To date, two methods are generally accepted as gold-standard for the field of motion/gait analysis: 1) motion video-capture, and 2) dynamic (instrumented walkways) (Schlachetzki et al., 2017). These methods are acknowledged as accurate and reliable, and provide numerous metrics that allow fully describing the gait characteristics. However, these two methods are limited to either laboratory or hospital setting, are costly and rather complex in use (Galán-Mercant, Barón-López, Labajos-Manzanares, & Cuesta-Vargas, 2014; Schlachetzki et al., 2017).

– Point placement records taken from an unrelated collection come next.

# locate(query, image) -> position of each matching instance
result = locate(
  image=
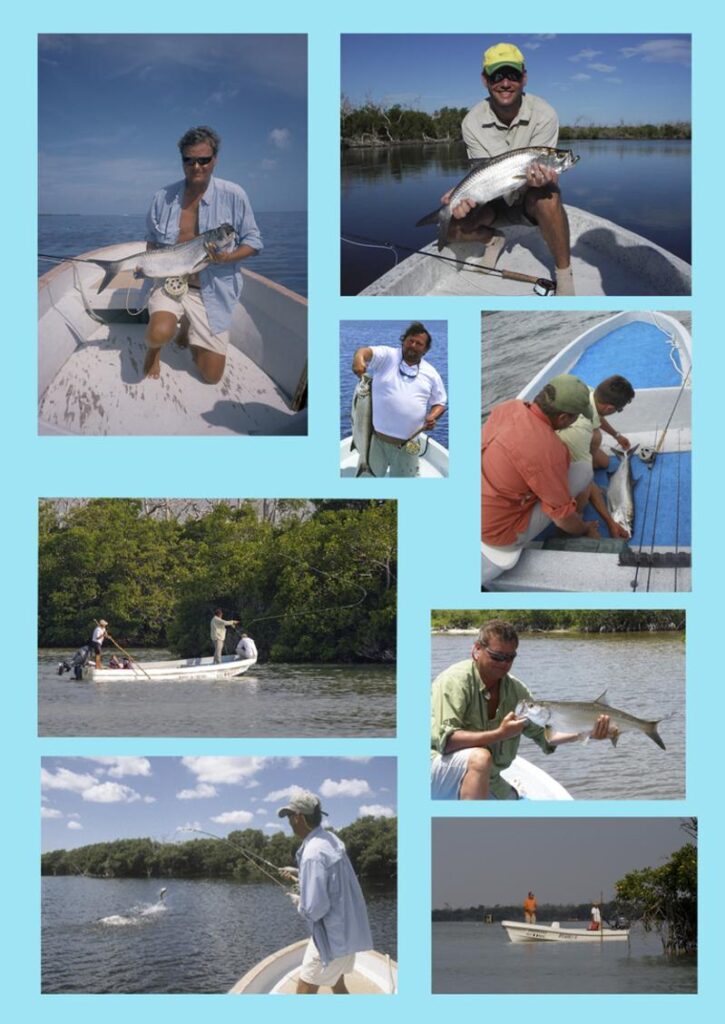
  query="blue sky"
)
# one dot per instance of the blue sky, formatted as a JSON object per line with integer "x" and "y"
{"x": 602, "y": 79}
{"x": 112, "y": 110}
{"x": 93, "y": 800}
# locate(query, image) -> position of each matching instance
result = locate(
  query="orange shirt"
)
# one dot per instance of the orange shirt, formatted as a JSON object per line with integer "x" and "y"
{"x": 522, "y": 462}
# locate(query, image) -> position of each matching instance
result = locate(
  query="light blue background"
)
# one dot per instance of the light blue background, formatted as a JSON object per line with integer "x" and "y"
{"x": 438, "y": 561}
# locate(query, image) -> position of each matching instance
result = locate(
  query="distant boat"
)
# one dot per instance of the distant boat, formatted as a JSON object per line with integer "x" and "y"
{"x": 653, "y": 352}
{"x": 606, "y": 259}
{"x": 374, "y": 974}
{"x": 186, "y": 670}
{"x": 553, "y": 933}
{"x": 91, "y": 352}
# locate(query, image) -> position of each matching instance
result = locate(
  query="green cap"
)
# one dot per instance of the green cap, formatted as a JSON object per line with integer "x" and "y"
{"x": 570, "y": 395}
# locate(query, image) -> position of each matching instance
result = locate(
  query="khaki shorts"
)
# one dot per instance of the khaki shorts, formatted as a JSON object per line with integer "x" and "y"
{"x": 316, "y": 973}
{"x": 192, "y": 306}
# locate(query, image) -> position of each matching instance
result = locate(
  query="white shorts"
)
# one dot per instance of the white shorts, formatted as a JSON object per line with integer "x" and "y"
{"x": 192, "y": 305}
{"x": 316, "y": 973}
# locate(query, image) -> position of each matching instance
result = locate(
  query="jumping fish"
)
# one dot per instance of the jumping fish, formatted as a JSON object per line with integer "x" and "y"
{"x": 361, "y": 417}
{"x": 580, "y": 717}
{"x": 495, "y": 177}
{"x": 169, "y": 261}
{"x": 620, "y": 496}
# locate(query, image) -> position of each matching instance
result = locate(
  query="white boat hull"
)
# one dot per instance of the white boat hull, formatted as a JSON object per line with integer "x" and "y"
{"x": 189, "y": 669}
{"x": 374, "y": 974}
{"x": 552, "y": 933}
{"x": 433, "y": 464}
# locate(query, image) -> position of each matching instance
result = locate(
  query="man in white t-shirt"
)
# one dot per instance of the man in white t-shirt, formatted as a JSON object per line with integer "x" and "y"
{"x": 408, "y": 396}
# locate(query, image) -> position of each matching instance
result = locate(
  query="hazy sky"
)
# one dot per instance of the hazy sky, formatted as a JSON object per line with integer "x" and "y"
{"x": 497, "y": 860}
{"x": 93, "y": 800}
{"x": 113, "y": 108}
{"x": 601, "y": 79}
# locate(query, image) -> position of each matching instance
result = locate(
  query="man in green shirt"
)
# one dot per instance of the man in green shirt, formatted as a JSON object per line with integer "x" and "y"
{"x": 474, "y": 729}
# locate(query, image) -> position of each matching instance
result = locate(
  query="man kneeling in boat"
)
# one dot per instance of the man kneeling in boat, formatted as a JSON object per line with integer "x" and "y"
{"x": 199, "y": 312}
{"x": 527, "y": 476}
{"x": 474, "y": 729}
{"x": 584, "y": 439}
{"x": 509, "y": 119}
{"x": 330, "y": 899}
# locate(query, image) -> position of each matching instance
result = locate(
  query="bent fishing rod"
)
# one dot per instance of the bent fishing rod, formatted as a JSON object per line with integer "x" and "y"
{"x": 542, "y": 286}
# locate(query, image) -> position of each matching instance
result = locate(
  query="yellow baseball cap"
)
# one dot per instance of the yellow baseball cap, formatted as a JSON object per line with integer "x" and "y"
{"x": 503, "y": 55}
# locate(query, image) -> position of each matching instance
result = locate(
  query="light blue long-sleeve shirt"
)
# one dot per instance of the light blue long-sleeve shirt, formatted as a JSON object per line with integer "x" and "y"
{"x": 331, "y": 899}
{"x": 222, "y": 203}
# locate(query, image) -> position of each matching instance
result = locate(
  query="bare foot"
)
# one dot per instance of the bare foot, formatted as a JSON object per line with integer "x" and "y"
{"x": 152, "y": 364}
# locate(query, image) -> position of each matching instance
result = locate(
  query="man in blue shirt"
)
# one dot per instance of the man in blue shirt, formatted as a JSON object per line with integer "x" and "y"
{"x": 201, "y": 316}
{"x": 330, "y": 899}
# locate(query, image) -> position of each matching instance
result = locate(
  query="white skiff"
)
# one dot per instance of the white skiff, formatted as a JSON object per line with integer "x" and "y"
{"x": 187, "y": 669}
{"x": 374, "y": 974}
{"x": 553, "y": 933}
{"x": 91, "y": 353}
{"x": 653, "y": 351}
{"x": 606, "y": 259}
{"x": 433, "y": 461}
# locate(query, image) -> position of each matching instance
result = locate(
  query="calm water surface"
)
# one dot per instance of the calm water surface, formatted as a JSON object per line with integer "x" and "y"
{"x": 644, "y": 675}
{"x": 284, "y": 258}
{"x": 476, "y": 957}
{"x": 268, "y": 700}
{"x": 113, "y": 935}
{"x": 641, "y": 185}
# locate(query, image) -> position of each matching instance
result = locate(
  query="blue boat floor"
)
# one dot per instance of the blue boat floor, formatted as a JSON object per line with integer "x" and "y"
{"x": 640, "y": 351}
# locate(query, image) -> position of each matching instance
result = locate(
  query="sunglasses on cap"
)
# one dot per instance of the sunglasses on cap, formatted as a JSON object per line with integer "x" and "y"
{"x": 501, "y": 73}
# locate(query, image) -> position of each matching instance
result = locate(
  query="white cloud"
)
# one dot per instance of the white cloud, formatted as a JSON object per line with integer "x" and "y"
{"x": 224, "y": 771}
{"x": 281, "y": 138}
{"x": 201, "y": 792}
{"x": 345, "y": 787}
{"x": 233, "y": 818}
{"x": 376, "y": 811}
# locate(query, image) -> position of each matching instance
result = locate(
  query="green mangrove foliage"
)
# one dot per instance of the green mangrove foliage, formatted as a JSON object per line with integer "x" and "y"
{"x": 317, "y": 584}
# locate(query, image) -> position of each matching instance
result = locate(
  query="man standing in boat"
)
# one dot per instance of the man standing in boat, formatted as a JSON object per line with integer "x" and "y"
{"x": 474, "y": 729}
{"x": 511, "y": 119}
{"x": 198, "y": 311}
{"x": 330, "y": 899}
{"x": 408, "y": 396}
{"x": 527, "y": 476}
{"x": 218, "y": 633}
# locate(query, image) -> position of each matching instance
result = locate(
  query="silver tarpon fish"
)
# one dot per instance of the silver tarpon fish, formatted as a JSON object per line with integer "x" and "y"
{"x": 620, "y": 495}
{"x": 495, "y": 177}
{"x": 169, "y": 261}
{"x": 361, "y": 417}
{"x": 580, "y": 717}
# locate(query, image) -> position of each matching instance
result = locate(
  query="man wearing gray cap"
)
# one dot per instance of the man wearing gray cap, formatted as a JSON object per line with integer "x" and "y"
{"x": 330, "y": 899}
{"x": 527, "y": 478}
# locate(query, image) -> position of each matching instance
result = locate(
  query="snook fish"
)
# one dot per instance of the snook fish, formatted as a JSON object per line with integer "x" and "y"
{"x": 580, "y": 717}
{"x": 492, "y": 178}
{"x": 361, "y": 417}
{"x": 171, "y": 261}
{"x": 620, "y": 495}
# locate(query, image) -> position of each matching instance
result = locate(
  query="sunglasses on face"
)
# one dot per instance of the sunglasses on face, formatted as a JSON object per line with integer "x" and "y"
{"x": 510, "y": 73}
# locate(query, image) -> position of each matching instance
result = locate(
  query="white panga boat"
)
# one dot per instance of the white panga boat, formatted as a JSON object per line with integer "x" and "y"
{"x": 91, "y": 351}
{"x": 433, "y": 460}
{"x": 606, "y": 259}
{"x": 553, "y": 933}
{"x": 185, "y": 669}
{"x": 653, "y": 352}
{"x": 374, "y": 974}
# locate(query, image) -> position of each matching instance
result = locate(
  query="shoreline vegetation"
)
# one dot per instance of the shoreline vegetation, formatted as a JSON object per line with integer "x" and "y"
{"x": 373, "y": 126}
{"x": 312, "y": 582}
{"x": 562, "y": 621}
{"x": 371, "y": 844}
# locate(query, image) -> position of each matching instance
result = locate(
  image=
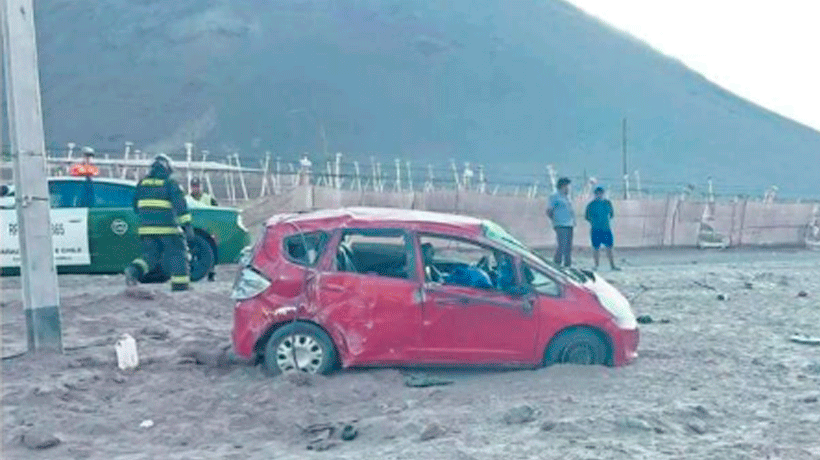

In recent years, novel technologies such as mobile communications, cloud computing, advanced analytics, and the Internet of Things (Espay et al., 2016), foot pressure sensors (“smart shoes”), and wearable inertial sensors (3-axial accelerometer, gyroscope, magnetometer, electrogoniometer, inclinometer) (Fukui, Ifuku, Watanabe, Shimosaka, & Sato, 2015; Hubble, Naughton, Silburn, & Cole, 2015; Sprager & Juric, 2015; Vienne, Barrois, Buffat, Ricard, & Vidal, 2017; Anwary, & Vassallo, 2018) attract globally growing attention for gait event analysis due to their reliable accuracy and relatively low costs (Sprager et al., 2015). These sensors are often applied to characterize motion function in Parkinson's disease (PD) patients (Hubble et al., 2015; Vienne et al., 2017). Many smartphones are equipped with inertial measurement units (IMU) that usually include an accelerometer, a gyro sensor and a magnetometer. Therefore, smartphones are already applied to measure tremor, gait and movement characteristics in humans (Barrantes S. et al., 2017; Galán-Mercant, Barón-López, Labajos-Manzanares, & Cuesta-Vargas, 2014; Silsupadol, Teja, & Lugade, 2017; Bastas, Fleck, Peters, & Zelik, 2018; Proessl, Swanson, Rudroff, Fling, &Tracy, 2018).